I think mutt can handle mailbox *and* maildir storage; but if you have
one file with more than one mail in, it's almost certainly mbox format.

> Suppose I regularly add files to a mailbox called "spam" and another 
> called "ham".  Can I run:
> 
>        sa-learn --mbox  --spam  spam
>        sa-learn --mbox  --ham   ham
> 
> Regularly without worrying about old emails being cunted multiple times?

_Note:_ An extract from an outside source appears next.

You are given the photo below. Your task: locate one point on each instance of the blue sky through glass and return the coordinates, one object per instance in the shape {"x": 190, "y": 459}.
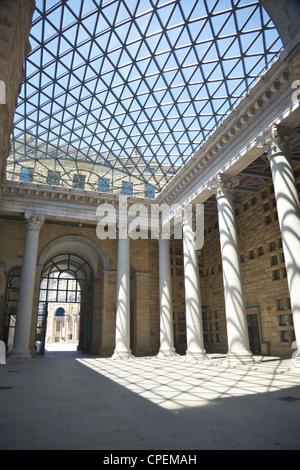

Yes; SA remembers the Message-IDs of mails that it's already learnt, and
doesn't learn them again..

> Or do I have to clear the mailbox after every time I use sa-learn?

No.

I have a two-pronged approach. Mail that slips past the filters I hit
with an `sa-learn --spam' by hand, and move by hand to my spam
folder. (The same is theoretically true for misclassified ham, but
that's so rare for me that I can't remember the last time I had to do
it).

Everything else gets handled by a triplet of cron jobs:

# Delete spam from my spam database and Bayes classifier that's more than six months 
old.
# (Such spam is of little use anywhere.)

17 3 * * * (for spam in `find /home/nix/Mail/spool/spambox -mtime +180 -type f`; do 
sa-learn --forget --single < $spam; rm -f $spam; done) >/dev/null 2>&1

# Re-educate SpamAssassin's Bayesian analyzer every month

0 10 6 * * sa-learn --ham --no-rebuild --dir /home/nix/Mail/spool/Mailbox; sa-learn 
--spam --no-rebuild --dir /home/nix/Mail/spool/spambox; sa-learn --rebuild

# Repopulate Bayes from its journal every day

11 8 * * * sa-learn --rebuild >/dev/null 2>&1


(If you are using mbox format, the first of these cron jobs is very
unlikely to be useful to you, as it requires maildir-style storage in
which every email is stored in a file of its own.)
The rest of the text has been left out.